As opposed to waiting until seconds prior to the midnight hour on transfer deadline day before finalising the signing of Alexis Sanchez, Arsenal have simultaneously shocked supporters and broken the heart of Jim White by completing the deal a whole 53 days before the window’s closure.
After numerous high-profile time management horror shows during the squad-enhancement season, Arsene Wenger appears to have finally understood the importance of getting recruitment out of the way early doors.
The £35m signing of Chilean wide man Sanchez is expected to be supplemented by the imminent arrival of French right-back Mathieu Debuchy from Newcastle, leaving the Gunners with only a few holes in their roster to fill.
A defensive-midfielder and goalkeeper are two more essential acquisitions, while there are probably a couple of centre-backs on the French coaches’ shopping list too, as well as a second striker.
Should Wenger tick all the objectives off of his summer scavenger hunt their 8/1 to hoist a fourth Premier League title next term would appreciate in value.
But what does the blockbuster signing of the explosive former Barcelona man mean for the current crop of Arsenal forwards?
The 25-year-old was at his most dangerous when deployed from the right last term, an office which has Theo Walcott’s name tacked to the door at the Emirates.
When fit, the devastating pace and laser-eye finishing of the England man are assets that the Gunners would be foolish not to utilise, meaning Sanchez’s arrival could see their search for a striker called off.

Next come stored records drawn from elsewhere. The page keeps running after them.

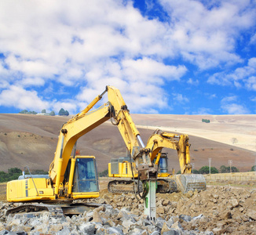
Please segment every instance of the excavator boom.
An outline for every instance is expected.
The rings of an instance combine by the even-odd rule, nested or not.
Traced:
[[[91,110],[107,92],[108,102],[100,108]],[[155,202],[152,198],[155,197],[154,183],[157,179],[157,166],[150,159],[150,150],[144,147],[119,90],[113,86],[107,86],[104,92],[97,96],[82,112],[63,125],[54,159],[49,166],[49,177],[38,179],[31,175],[29,179],[24,177],[20,180],[9,182],[7,200],[69,201],[78,198],[99,197],[95,164],[93,170],[92,161],[86,160],[93,157],[75,154],[71,157],[71,154],[81,136],[110,118],[112,124],[117,125],[129,153],[135,161],[144,187],[141,197],[147,198],[148,195],[150,197],[149,200],[144,200],[145,213],[154,219],[155,198]],[[90,175],[93,175],[93,179],[89,179],[89,176],[86,175],[88,166],[90,166]]]

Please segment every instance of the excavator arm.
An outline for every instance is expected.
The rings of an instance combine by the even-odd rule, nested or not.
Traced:
[[[155,159],[158,164],[163,148],[176,150],[178,155],[181,175],[176,175],[176,183],[180,190],[186,193],[189,190],[205,190],[207,188],[206,179],[203,175],[191,174],[190,154],[187,135],[177,135],[161,132],[156,130],[148,139],[147,147],[151,149],[151,161]]]
[[[90,111],[107,92],[108,102],[100,108]],[[141,175],[141,180],[157,178],[157,167],[154,166],[150,159],[150,150],[144,147],[140,132],[130,115],[119,90],[112,86],[107,86],[101,95],[96,97],[85,110],[64,124],[61,128],[54,159],[49,168],[49,179],[56,197],[60,194],[59,190],[64,180],[68,162],[78,139],[110,118],[112,123],[117,125]],[[138,143],[142,147],[140,147]],[[71,183],[71,181],[68,186],[69,192]]]
[[[156,157],[158,162],[163,148],[176,150],[180,163],[181,174],[190,174],[192,166],[190,164],[190,154],[188,135],[177,135],[167,132],[161,132],[156,130],[148,139],[147,147],[151,149],[150,158],[153,161]]]

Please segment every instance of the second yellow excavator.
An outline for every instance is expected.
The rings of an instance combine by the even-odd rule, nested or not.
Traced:
[[[188,136],[163,132],[156,130],[148,139],[147,147],[150,147],[151,160],[158,165],[156,193],[183,193],[189,190],[206,190],[203,175],[191,173]],[[177,151],[181,175],[174,175],[168,173],[167,154],[162,153],[163,148],[174,149]],[[135,164],[129,157],[112,158],[108,164],[108,176],[112,178],[108,185],[111,193],[130,193],[137,189],[141,190],[139,174]],[[175,179],[174,179],[175,178]]]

Olivier Giroud enjoyed an impressive season spearheading the Arsenal attack last time around, bagging 16 goals and laying on eight more, but with no one to share the workload with, he quickly ran out of gas.
Furthermore, the one-dimensional nature of his game meant it became easier for adversaries to counteract the Gunners’ Plan A in the final third and, with only like-for-like alternatives available, Plans B-Z weren’t a great deal different.
This could account for the heavy beatings they endured at the hands of Liverpool, Chelsea and Everton towards the end of the season.
Recalibrating Walcott as a striker, a position he has frequently voiced his desire to play in, could solve plenty of Wenger’s headaches in this department.